L'usage dans les chansons de la langue wolof, commune aux deux pays, et l'introduction d'instruments de percussion traditionnels, comme le sabar (tam tam) et le tama (tambourin d'aisselle), aux côtés d'instruments modernes, ont beaucoup contribué à la popularité du mbalax et à son ancrage dans la société.
Cette évolution s'est amorcée lentement. Les groupes sénégalais qui ne jouaient au départ qu'un mélange de rumba et de salsa, ont commencé à introduire sur les mêmes rythmes, des chansons en wolof.
Parmi les précurseurs figurent notamment Kounta Mame Cheikh du Super Cayor de Thiès, Pape Seck du Star Jazz de Saint Louis, dont le chef d'orchestre et saxophoniste, Pape Samba Diop dit ''Mba'', s'était également lancé dans le jazz avec la Sénégalaise Aminata Fall, devenue la première chanteuse sénégalaise à évoluer dans un orchestre moderne.
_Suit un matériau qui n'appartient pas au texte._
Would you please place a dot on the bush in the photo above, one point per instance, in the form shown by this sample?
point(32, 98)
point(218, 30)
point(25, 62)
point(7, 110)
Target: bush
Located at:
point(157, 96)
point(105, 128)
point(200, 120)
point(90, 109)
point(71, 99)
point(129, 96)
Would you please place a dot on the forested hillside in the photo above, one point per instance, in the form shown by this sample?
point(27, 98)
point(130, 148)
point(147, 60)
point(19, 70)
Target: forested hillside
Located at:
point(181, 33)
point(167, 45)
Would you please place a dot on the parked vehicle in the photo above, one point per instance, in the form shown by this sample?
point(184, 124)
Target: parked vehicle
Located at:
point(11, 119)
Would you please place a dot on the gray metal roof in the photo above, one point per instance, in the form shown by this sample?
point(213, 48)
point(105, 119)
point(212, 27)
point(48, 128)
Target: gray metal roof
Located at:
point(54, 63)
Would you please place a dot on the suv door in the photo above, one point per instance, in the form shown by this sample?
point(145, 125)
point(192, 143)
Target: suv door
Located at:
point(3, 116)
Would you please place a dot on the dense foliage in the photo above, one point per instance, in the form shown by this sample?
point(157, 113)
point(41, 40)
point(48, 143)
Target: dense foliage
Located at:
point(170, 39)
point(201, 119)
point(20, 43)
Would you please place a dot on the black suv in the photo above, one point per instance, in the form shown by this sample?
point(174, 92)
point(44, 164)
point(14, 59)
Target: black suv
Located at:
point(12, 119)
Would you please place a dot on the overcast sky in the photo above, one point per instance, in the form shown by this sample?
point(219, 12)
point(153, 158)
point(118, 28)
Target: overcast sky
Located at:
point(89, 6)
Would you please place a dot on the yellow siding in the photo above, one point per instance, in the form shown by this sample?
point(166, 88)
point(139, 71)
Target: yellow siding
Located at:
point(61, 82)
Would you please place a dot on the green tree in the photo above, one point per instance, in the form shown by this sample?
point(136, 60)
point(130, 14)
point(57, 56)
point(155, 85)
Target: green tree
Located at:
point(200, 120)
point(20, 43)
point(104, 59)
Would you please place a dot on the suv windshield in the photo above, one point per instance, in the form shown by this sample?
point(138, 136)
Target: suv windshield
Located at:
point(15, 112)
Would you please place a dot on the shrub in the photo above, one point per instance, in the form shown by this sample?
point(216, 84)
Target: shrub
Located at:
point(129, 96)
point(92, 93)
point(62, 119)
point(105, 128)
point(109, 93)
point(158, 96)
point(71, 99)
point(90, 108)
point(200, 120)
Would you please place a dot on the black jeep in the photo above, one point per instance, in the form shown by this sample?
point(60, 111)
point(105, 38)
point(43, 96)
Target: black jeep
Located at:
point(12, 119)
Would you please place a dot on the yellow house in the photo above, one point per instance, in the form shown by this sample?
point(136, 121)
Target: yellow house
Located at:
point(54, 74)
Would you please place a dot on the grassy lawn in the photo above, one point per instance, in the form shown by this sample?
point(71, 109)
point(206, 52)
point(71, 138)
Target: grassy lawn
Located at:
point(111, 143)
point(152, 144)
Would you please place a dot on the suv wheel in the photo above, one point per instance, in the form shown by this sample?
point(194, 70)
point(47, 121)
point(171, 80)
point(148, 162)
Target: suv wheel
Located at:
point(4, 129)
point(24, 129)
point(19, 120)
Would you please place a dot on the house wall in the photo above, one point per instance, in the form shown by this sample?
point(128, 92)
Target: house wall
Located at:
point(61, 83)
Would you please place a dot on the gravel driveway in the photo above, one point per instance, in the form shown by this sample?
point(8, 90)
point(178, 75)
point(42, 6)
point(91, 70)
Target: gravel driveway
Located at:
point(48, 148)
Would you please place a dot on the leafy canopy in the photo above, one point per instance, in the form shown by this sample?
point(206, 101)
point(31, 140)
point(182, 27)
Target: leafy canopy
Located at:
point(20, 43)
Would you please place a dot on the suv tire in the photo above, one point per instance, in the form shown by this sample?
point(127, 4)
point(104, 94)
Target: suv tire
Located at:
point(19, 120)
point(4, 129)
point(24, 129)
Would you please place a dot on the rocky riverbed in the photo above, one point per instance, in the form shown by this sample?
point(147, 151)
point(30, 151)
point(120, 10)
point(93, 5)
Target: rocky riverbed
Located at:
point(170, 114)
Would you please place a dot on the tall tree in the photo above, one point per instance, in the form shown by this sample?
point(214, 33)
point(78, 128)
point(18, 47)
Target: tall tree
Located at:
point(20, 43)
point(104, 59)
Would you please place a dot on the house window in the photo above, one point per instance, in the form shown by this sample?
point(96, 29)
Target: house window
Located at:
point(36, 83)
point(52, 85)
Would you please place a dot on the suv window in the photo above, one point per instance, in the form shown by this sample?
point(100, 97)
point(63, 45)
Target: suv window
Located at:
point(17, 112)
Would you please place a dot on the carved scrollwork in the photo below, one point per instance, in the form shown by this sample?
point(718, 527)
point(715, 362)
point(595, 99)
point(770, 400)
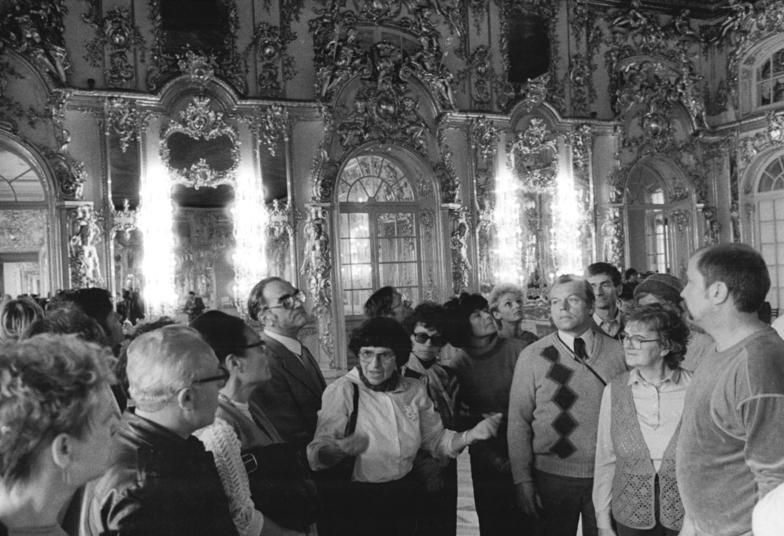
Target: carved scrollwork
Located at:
point(84, 235)
point(275, 65)
point(461, 267)
point(124, 119)
point(117, 38)
point(533, 157)
point(317, 266)
point(479, 70)
point(69, 173)
point(199, 125)
point(124, 221)
point(56, 107)
point(612, 236)
point(36, 30)
point(270, 125)
point(340, 56)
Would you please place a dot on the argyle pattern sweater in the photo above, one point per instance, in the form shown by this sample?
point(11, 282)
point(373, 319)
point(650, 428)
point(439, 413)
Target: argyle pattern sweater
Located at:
point(554, 406)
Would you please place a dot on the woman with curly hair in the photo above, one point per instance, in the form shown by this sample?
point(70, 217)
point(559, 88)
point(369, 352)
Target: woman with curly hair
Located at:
point(639, 419)
point(57, 417)
point(16, 317)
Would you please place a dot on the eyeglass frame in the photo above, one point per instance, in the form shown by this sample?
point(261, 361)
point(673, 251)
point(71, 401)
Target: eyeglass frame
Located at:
point(295, 298)
point(634, 340)
point(223, 376)
point(435, 340)
point(384, 357)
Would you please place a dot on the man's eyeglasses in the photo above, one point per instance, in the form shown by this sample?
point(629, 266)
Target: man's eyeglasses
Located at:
point(436, 340)
point(222, 376)
point(289, 301)
point(367, 356)
point(635, 341)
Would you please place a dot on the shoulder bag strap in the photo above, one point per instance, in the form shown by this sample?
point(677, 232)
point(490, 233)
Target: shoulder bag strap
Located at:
point(351, 426)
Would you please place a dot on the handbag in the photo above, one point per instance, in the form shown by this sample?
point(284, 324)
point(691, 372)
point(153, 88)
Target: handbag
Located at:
point(281, 487)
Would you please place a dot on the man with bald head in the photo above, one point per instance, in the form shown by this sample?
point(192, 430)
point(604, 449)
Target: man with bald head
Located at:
point(163, 481)
point(554, 412)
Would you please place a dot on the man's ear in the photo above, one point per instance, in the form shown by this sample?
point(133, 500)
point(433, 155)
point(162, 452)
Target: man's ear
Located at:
point(233, 362)
point(718, 292)
point(62, 450)
point(185, 399)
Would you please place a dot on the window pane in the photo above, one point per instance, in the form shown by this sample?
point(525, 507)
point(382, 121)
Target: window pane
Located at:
point(359, 227)
point(396, 249)
point(398, 274)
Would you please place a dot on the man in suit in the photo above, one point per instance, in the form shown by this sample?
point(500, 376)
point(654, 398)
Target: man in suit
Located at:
point(291, 397)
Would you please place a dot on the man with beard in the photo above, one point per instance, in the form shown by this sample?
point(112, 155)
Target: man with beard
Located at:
point(729, 452)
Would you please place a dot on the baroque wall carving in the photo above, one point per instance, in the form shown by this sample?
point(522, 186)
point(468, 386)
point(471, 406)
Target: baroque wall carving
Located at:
point(36, 31)
point(226, 60)
point(116, 41)
point(274, 65)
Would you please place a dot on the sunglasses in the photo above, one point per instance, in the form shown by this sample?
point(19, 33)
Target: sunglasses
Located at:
point(289, 301)
point(436, 340)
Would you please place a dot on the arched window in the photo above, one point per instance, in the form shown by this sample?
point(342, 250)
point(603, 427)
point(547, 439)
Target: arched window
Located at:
point(648, 226)
point(378, 229)
point(23, 218)
point(770, 211)
point(770, 79)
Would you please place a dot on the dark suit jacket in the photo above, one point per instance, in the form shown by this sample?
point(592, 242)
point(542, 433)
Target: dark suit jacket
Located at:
point(291, 397)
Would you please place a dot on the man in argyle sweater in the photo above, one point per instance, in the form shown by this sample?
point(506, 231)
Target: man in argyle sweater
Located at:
point(554, 410)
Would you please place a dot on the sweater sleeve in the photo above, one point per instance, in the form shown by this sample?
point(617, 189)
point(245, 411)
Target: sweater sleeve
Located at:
point(522, 402)
point(604, 469)
point(221, 439)
point(762, 419)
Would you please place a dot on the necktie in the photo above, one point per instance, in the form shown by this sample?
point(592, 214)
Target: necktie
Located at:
point(579, 348)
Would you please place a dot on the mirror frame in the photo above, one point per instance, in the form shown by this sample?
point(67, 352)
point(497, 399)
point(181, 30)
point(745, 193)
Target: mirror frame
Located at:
point(199, 122)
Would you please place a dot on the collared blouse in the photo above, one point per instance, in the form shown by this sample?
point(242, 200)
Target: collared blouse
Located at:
point(398, 423)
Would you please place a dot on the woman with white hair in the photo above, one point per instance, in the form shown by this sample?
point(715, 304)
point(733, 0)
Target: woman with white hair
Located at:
point(506, 305)
point(57, 417)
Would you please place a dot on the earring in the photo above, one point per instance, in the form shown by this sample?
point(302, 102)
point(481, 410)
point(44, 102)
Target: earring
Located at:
point(66, 476)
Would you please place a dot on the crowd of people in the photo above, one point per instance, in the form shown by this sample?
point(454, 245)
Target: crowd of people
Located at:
point(647, 407)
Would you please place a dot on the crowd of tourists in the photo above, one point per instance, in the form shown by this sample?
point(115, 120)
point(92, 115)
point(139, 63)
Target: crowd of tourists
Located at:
point(647, 406)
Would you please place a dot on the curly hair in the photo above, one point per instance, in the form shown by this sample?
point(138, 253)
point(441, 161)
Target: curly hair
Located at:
point(430, 314)
point(385, 333)
point(668, 323)
point(459, 312)
point(48, 386)
point(16, 316)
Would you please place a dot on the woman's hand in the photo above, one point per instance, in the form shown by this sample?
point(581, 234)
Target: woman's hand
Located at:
point(486, 428)
point(354, 444)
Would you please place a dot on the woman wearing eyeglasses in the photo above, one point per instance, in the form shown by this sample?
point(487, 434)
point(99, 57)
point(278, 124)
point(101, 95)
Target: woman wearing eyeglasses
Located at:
point(634, 474)
point(394, 419)
point(438, 476)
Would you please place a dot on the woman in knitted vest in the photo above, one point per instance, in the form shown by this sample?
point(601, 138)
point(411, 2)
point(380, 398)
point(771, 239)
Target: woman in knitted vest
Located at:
point(634, 475)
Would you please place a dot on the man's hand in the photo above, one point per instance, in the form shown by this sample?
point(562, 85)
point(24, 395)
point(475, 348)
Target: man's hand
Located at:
point(486, 428)
point(528, 500)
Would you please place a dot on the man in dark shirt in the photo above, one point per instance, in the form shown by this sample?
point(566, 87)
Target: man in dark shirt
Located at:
point(163, 481)
point(729, 449)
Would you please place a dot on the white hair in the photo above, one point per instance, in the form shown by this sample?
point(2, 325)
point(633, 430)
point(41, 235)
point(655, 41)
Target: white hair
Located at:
point(163, 362)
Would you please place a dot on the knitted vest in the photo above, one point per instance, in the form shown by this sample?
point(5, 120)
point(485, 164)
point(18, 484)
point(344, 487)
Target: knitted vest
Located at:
point(633, 497)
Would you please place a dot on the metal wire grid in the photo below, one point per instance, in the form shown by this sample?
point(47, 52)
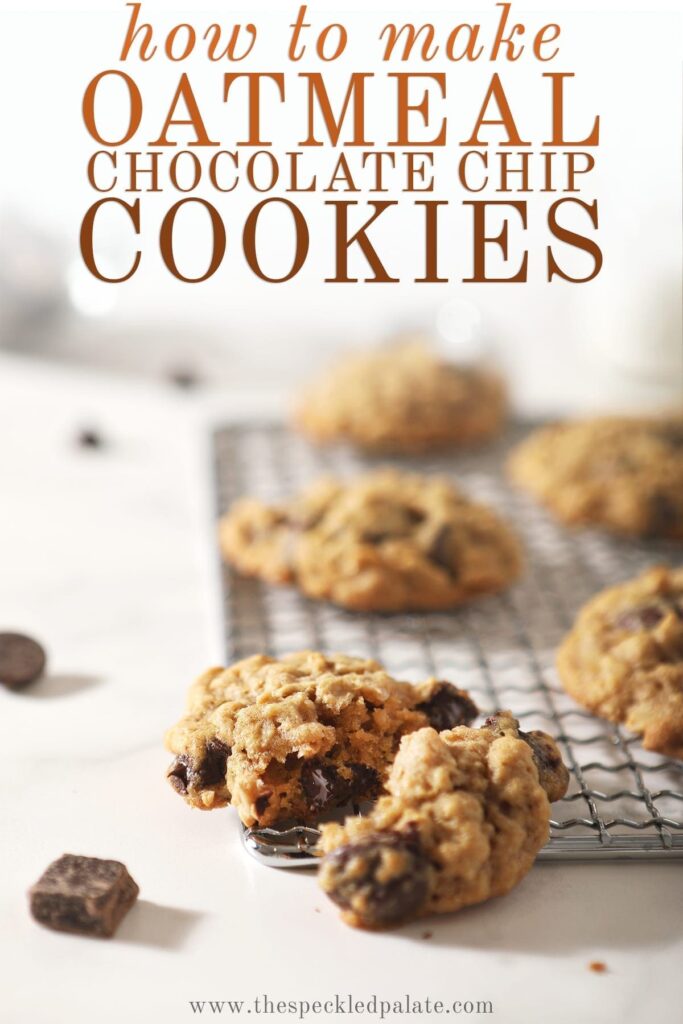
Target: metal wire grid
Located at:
point(623, 802)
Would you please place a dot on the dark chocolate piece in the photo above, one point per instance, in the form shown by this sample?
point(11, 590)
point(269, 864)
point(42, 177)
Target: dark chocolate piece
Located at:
point(22, 659)
point(357, 877)
point(449, 707)
point(325, 785)
point(84, 895)
point(185, 773)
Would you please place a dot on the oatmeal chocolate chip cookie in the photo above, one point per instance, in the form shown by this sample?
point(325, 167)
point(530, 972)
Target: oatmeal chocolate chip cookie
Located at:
point(291, 738)
point(624, 657)
point(624, 474)
point(402, 398)
point(384, 542)
point(466, 813)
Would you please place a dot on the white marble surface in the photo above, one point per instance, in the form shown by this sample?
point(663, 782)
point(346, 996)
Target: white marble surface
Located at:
point(105, 556)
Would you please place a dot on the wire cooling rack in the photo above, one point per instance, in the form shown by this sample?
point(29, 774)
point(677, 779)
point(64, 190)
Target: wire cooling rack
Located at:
point(623, 802)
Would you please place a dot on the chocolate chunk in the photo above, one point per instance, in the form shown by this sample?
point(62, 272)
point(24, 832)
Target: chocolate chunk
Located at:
point(261, 804)
point(553, 774)
point(325, 785)
point(22, 659)
point(494, 725)
point(449, 707)
point(89, 437)
point(186, 773)
point(178, 774)
point(211, 770)
point(644, 617)
point(382, 879)
point(443, 551)
point(664, 514)
point(85, 895)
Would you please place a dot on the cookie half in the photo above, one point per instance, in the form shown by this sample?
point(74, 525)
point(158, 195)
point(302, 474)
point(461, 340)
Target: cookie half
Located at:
point(402, 398)
point(465, 815)
point(624, 657)
point(289, 739)
point(384, 542)
point(624, 474)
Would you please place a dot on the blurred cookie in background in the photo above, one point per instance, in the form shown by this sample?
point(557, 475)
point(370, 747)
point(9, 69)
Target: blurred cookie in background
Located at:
point(403, 398)
point(383, 542)
point(624, 474)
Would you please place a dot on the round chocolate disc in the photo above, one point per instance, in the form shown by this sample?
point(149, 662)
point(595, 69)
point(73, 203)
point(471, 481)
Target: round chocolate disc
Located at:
point(22, 659)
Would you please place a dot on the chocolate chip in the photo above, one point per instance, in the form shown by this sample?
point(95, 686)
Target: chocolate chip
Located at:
point(89, 437)
point(85, 895)
point(553, 774)
point(22, 659)
point(185, 773)
point(382, 879)
point(325, 785)
point(449, 707)
point(178, 774)
point(442, 550)
point(664, 514)
point(644, 617)
point(494, 725)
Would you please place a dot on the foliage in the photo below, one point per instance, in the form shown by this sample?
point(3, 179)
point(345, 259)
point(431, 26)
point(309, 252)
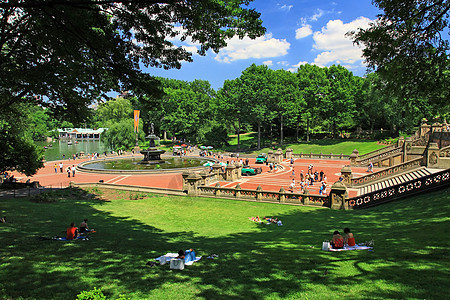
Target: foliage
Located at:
point(121, 135)
point(287, 259)
point(17, 149)
point(409, 48)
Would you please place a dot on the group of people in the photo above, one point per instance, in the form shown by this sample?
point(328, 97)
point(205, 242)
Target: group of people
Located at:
point(308, 179)
point(73, 232)
point(338, 241)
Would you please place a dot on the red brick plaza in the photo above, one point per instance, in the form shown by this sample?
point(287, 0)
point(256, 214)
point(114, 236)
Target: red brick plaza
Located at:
point(267, 180)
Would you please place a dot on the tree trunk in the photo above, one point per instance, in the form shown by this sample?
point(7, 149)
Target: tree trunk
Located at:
point(259, 135)
point(307, 130)
point(239, 133)
point(281, 130)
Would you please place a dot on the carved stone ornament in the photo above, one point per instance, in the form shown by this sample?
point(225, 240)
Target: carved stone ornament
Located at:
point(433, 158)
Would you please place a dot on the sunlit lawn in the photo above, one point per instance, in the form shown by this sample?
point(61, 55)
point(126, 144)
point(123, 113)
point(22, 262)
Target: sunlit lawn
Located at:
point(410, 259)
point(325, 146)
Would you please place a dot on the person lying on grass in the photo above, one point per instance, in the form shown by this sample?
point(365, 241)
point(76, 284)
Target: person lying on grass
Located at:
point(349, 238)
point(337, 242)
point(72, 232)
point(84, 227)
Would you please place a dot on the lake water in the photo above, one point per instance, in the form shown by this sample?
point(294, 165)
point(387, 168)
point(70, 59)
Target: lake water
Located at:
point(61, 147)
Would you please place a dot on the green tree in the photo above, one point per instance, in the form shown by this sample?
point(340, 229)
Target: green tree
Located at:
point(313, 85)
point(71, 52)
point(409, 48)
point(256, 92)
point(17, 148)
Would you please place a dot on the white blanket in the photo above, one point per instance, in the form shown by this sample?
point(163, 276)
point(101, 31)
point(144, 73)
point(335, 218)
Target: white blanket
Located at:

Au nombre les pionniers qui ont transformé la musique sénégambienne avec des chansons typiquement folkloriques, les plus remarquables furent le saxophoniste Bira Gaye et sa chanteuse Mada Thiam.
Un autre chanteur, Abdoulaye Mboup, eut beaucoup de succès avec l'orchestre Boabab de Dakar (qui a connaît actuellement une nouvelle jeunesse après plusieurs années d'éclipse), en interprétant des chansons en wolof, toujours sur un rythme de rumba.
En Gambie, c'est en 1969 que le groupe « les Super Eagles » avec Pa Touray , Francis Taylor et Oussou Ndiaye ''Senior'', ajoute le sabar à la musique moderne et lance le ''Ndaga'', l'équivalent gambien du mbalax sénégalais.
Les Super Eagles, très célèbres aussi bien au Sénégal, en Gambie qu'au Ghana et au Royaume Uni, ont figuré en 1968 en tête du palmarès de la musique africaine, établi par la BBC.
En 1971, Ibra Kassé, longtemps hostile à une introduction brutale d'instruments traditionnels dans les orchestres modernes, décide de franchir le pas avec sa formation musicale, le Star Band. L'homme qui est considéré comme le formateur de la plupart des artistes et musiciens sénégalais, adopte le mbalax sous la houlette de Pap Seck, Mamané Fall, Doudou Sow, Mar Seck, Yahya Fall.
Les compositions du Star Band comme ''Thielly'' ou ''Kouye Lal Mademba'' resteront longtemps au sommet du hit parade sénégalais.
Pendant ce temps en Gambie, le ''Ndaga'' continuait son chemin avec le Guelewar Jazz Band et son chanteur-vedette Moussa Ngom dont la chanson fétiche ''Sama Yaye dem na Ndar'', qui, avec le démarrage de la télévision sénégalaise, fit tabac au Sénégal.
Le succès fulgurant du mbalax , propulsé par Youssou Ndour, tête de file d'une multitude de chanteurs, continue de plus belle, malgré l'arrivée du hip hop et le retour en vogue de la salsa. Ce succès ne fait pas oublier Laba Sosseh, qui de 1962 à 1970, fut la vedette incontestée de la musique sénégambienne voire ouest africaine.
Ce gambien, récemment décédé, dont l'essentiel de la carrière s'est déroulé au Sénégal et en Côte d'Ivoire, fut le premier africain à remporter un disque d'or avec sa célèbre chanson, ''Seyni''.